Papst Franziskus ist in „Laudato si’“ deutlich. Die kleinbäuerlichen Systeme ernähren einen Großteil der Weltbevölkerung, während die Agrarindustrie wichtige Ressourcen wie Wasser verbraucht und die Produktionsvielfalt weltweit gefährdet.
„Laudato si’“ als Basis
Im Bildunghaus Schloss Puchberg wollen sich die Bio-Landwirte am 27. Oktober mit „Laudato si’“ auseinandersetzen. Sie haben dazu den Linzer Moraltheologen Michael Rosenberger eingeladen. Dieser spricht sich für neue Regeln auf Weltebene und für eine andere Förderpolitik in der Europäischen Union aus. Große Mitgliedsstaaten verhinderten bislang aber eine von Brüssel angestrebte alternative Förderpolitik.
Frauen für Klimaschutz
Letzte Woche hat auch die Katholische Frauenbewegung Österreichs ein starkes Votum für kleinbäuerliche Strukturen abgegeben. „Landwirtschaft und Konsument/innen sind wesentliche Akteur/innen im Kampf um den Klimaschutz“, betonten Bundesbäuerin Andrea Schwarzmann und kfbö-Vorsitzende Veronika Pernsteiner. Sie fordern auf, saisonale und regionale Produkte zu bevorzugen und Verschwendung zu vermeiden.
In Österreich sind knapp 18 Prozent der rund 116.400 landwirtschaftlichen Betriebe biozertifiziert. Sie bewirtschaften 21 Prozent der agrarischen Fläche. Doch auch der Großteil der weiteren bäuerlichen Anwesen sind Kleinbetriebe.
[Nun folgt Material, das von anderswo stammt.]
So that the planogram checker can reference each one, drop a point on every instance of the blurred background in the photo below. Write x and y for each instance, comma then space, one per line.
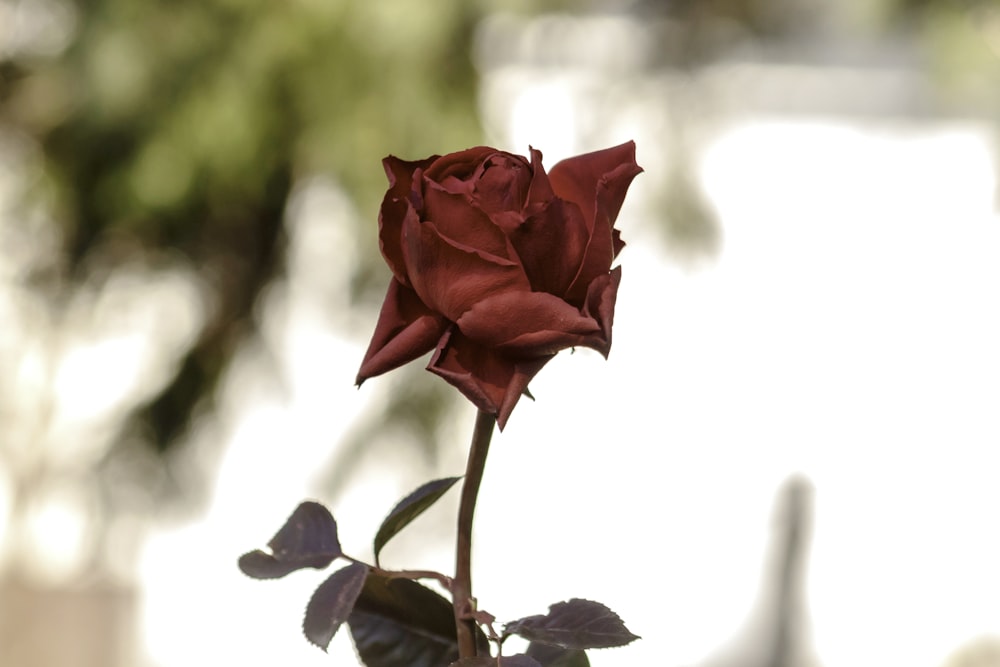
790, 459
Do., 27. Oktober, 20 Uhr. „Der Papst und die (Bio-)Landwirtschaft“, mit Prof. Michael Rosenberger. Bildungshaus Schloss Puchberg, Wels. Anmeldung: Tel. 050/60 02-15 00.
Interview
Prof. Michael Rosenberger
Warum misst der Papst der Landwirtschaft so große Bedeutung bei?
Michael Rosenberger: Ökologisch betrachtet ist die Landwirtschaft einer der größten Mitverursacher des Treibhauseffekts und die größte Bedrohung der weltweiten Biodiversität. Unter sozialen Gesichtspunkten ist sie ein Schlüssel zur Bekämpfung von Armut und Hunger. Damit kommt ihr eine zentrale Rolle zu, wenn wir zu einer nachhaltigen Entwicklung kommen wollen.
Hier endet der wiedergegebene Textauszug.